AeA
- Type: Non-profit
- Founded: 1943
- Defunct: 2009
- Successor: TechAmerica
- Headquarters: USA

= AeA =

Technology trade association (1943–2009)

The AeA (formerly the American Electronics Association) was a nationwide non-profit trade association that represented all segments of the technology industry. It lobbied governments at the state, federal, and international levels; provided access to capital and business opportunities; and offered select business services and networking programs. AEA Councils, in Tech Centers nationwide, began forming in 1977, after the board of directors approved the nationwide expansion. Membership exploded to 3,000 from high tech centers from Boston to California.

In 2008, the AeA merged with the Information Technology Association of America (ITAA) to form TechAmerica.

==History==
AeA was founded in 1943 by David Packard and 25 of Hewlett-Packard's suppliers to help lobby for government contracts. It was originally named the West Coast Electronic Manufacturers Association (WCEMA). In 1969, WCEMA changed its name to the Western Electronic Manufacturers Association (WEMA) to reflect the growing membership outside California. In 1977, the association once again changed its name to the American Electronics Association, in an effort to more accurately represent its 750 members nationwide. With the addition of an experienced CEO and EVP’s the association grew to 3000 members from Tech Centers throughout the USA, Japan and Europe. With the internet age at the turn of the century, a final name change occurred in 2001, as the American Electronics Association was shortened to AeA with the tagline "Advancing the Business of Technology."

AeA had 18 offices across the United States, and had two international offices in Brussels and Tokyo. AeA had nearly 3,000 corporate members (and the 1.8 million employees they represent nationwide) at the time of the merger. The membership was drawn from a wide range of high tech sectors, including the aerospace/defense, business related services, computers, medical equipment, semiconductors/electronic components, software, and telecommunications industries.

Since 1959, AeA has awarded an annual Medal of Achievement to a recipient selected for contributions and advances within the high-tech industry, their community, and humankind.

AeA also produced an annual Cyberstates report which quantifies the high-tech industry on a state-by-state basis in the United States.

On September 11, 2008, The Boards of Directors of weakened AeA and the Information Technology Association of America (ITAA) announced that they are in discussions to merge the trade associations’ memberships and programs.

On December 9, 2008, the Boards of Directors of AeA and ITAA announced that they have each approved the merger of the two trade associations' memberships and programs. The combined associations became TechAmerica (The Technology Association of America) on January 1, 2009.

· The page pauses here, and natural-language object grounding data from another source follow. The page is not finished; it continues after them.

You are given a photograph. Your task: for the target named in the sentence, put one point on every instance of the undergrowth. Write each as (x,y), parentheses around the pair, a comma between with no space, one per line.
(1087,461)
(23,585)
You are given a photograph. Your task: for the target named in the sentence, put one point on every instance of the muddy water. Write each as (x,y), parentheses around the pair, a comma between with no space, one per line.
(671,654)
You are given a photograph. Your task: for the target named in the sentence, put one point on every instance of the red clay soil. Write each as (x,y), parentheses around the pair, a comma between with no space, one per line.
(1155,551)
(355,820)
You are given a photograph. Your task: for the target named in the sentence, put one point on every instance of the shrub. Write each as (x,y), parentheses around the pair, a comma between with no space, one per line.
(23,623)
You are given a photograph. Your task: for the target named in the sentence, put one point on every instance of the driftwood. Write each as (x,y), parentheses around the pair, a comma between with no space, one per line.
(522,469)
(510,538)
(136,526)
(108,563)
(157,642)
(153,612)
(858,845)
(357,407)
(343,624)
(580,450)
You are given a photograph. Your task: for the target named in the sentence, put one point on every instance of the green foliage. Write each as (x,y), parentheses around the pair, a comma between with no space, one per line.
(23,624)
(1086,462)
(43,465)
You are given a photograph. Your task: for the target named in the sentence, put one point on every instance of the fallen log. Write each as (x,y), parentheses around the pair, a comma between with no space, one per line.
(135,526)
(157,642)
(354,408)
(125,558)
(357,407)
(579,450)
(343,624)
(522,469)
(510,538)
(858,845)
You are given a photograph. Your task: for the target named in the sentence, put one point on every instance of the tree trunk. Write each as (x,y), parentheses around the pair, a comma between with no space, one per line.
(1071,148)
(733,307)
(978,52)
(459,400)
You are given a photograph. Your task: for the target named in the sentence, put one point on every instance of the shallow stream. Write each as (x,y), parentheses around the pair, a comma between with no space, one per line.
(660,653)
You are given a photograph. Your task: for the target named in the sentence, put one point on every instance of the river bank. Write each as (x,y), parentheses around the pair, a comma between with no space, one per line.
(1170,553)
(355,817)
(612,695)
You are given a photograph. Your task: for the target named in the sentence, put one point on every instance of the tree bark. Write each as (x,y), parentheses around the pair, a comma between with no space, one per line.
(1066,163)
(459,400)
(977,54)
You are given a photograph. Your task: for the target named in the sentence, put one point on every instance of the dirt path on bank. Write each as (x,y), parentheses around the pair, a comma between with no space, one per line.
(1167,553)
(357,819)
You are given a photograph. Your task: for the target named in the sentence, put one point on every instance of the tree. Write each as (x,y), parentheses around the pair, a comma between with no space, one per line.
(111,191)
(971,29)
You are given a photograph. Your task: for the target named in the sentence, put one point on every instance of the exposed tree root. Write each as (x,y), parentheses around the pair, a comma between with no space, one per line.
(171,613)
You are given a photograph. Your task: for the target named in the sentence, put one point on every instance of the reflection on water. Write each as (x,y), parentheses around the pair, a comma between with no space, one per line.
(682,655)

== Chair & Board of Directors ==
Peter J. Boni is the Chairperson of the AeA Board of Directors and the president and CEO of Safeguard Scientifics, Inc.

As president and chief executive officer of Safeguard, Peter J. Boni is responsible for developing and executing Safeguard’s corporate strategy.

In addition to acting as CEO for several publicly traded and privately held companies, he has served as a chairman, a Fortune 500 corporate executive, a NYSE Fortune 1000 president, a management consultant, board member, investor and advisor to institutional investors in both early- and later-stage hardware, software and technology-enabled services firms. After his CEO experience, Peter served as an Operating Partner at Advent International, a leading global private equity firm managing $10 billion.

Select companies represented on the Board include Agilent, Citrix, Intel, Microsoft, Motorola, Symantec, and Xerox.

==Senior staff at the time of the merger==

President & Chief Executive Officer
Christopher Hansen

Financial Operations
Samuel J. Block
Vice President/Controller

Government Affairs
Robert J. Mulligan
Senior Vice President International

Legal
Benjamin Aderson
Association Counsel and Secretary

Operations
Matthew Kazmierczak
Senior Vice President, Operations

Services
Elaine Sanders
Senior Vice President for Financial Conferences, Executive Education, and Affinity Programs

Eric Meyer
Senior Vice President for Insurance Programs

==AeA's Regional Offices==
AeA's main offices were located in Washington, DC and in Silicon Valley, CA. AeA had a total network of 18 offices across the country and two overseas.